Triage and Situational Awareness: Based on our observations, 20% of the TTR is simply getting an initial person (or subsequent team member) up to speed with what is happening. This information is rarely contained completely in the alert metadata, but rather requires seeing other markers in the system as well. We call this situational awareness, and having situational awareness in the platform can have a big impact on TTR. In fact, in serious situations when the team works through successive resolution cycles driven by escalations, this 20% remains fairly constant. This is the main concept of the timeline view in the VO platform. As we integrate other great tools and services into that display, a clearer picture of what is happening will be available faster, reducing the 20% hit on TTR.
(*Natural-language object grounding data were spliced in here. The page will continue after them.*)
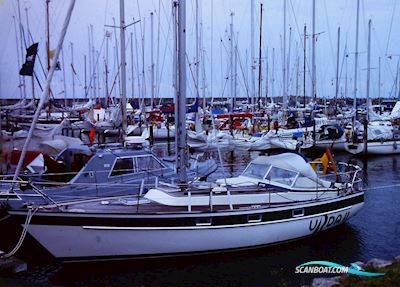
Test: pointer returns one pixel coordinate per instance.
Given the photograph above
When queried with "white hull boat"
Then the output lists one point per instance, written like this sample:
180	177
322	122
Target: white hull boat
276	199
Investigation and Communication: A full 50% of TTR falls into what we call the Investigation Phase of Incident Resolution. This involves logging into the system, tailing logs, consulting performance monitoring tools, etc. It also involves consulting internal documentation resources such as wikis or ticketing systems. As we evolve the VO platform, our goal is to surface these resources in context of incidents and their timelines to help reduce TTR for teams investigating the problem. This often falls under the concept of Alert Enrichment.

Those that remember the Linux Leap Second Bug may recall that it was several hours before Google results showed that the problem was a systematic kernel level problem in Linux. This is a perfect example of how a platform like VO could be helpful to the greater good by noticing a very specific symptom across a large set of customers and informing teams via the timeline or by system-wide broadcasts. We believe there are a lot of gains to be made in total TTR by addressing some of these issues.

Problem Resolution and Documentation: Finally, 20% of TTR falls into a category we call Problem Resolution and Documentation. This is represented by team members performing system actions to fix the problem that started the incident. It unfortunately also means waiting for systems to recover and verify that the root cause was found, often extending team involvement longer than desired. The Problem Resolution phase is perhaps the largest potential lever in a true collaborative system, and one that our Alpha and Beta customers are the most excited to see us build. To reduce TTR in the Resolution phase, you need a feature set that self-documents what teams do to solve the problem. This is, in a sense, the heart of collaboration: the ability to not only reduce TTR during the current resolution cycle, but also capture that knowledge to pay it forward next time. This is some of our secret sauce for next year, so enjoy the sneak peek.


The Power of a DevOps Collaborative Platform

The real power of a collaborative solution for real-time problem solving is in its ability to leverage the entire team’s knowledge in a scalable way through all phases of the incident lifecycle. Teams that can share situational data easily, inject thoughts and comments, and leverage team members who are not physically present is key to reducing the TTR for the company and a better lifestyle for the team as a whole.

Collaboration for DevOps teams goes beyond communications however. A powerful platform can also actually learn how the team solves problems in order to help solve the same problems or similar problems the next time they occur.

VictorOps intends to be the glue that brings teams together to solve problems faster and reduce TTR. This, my friends, is the difference between an alerting service and a collaborative platform.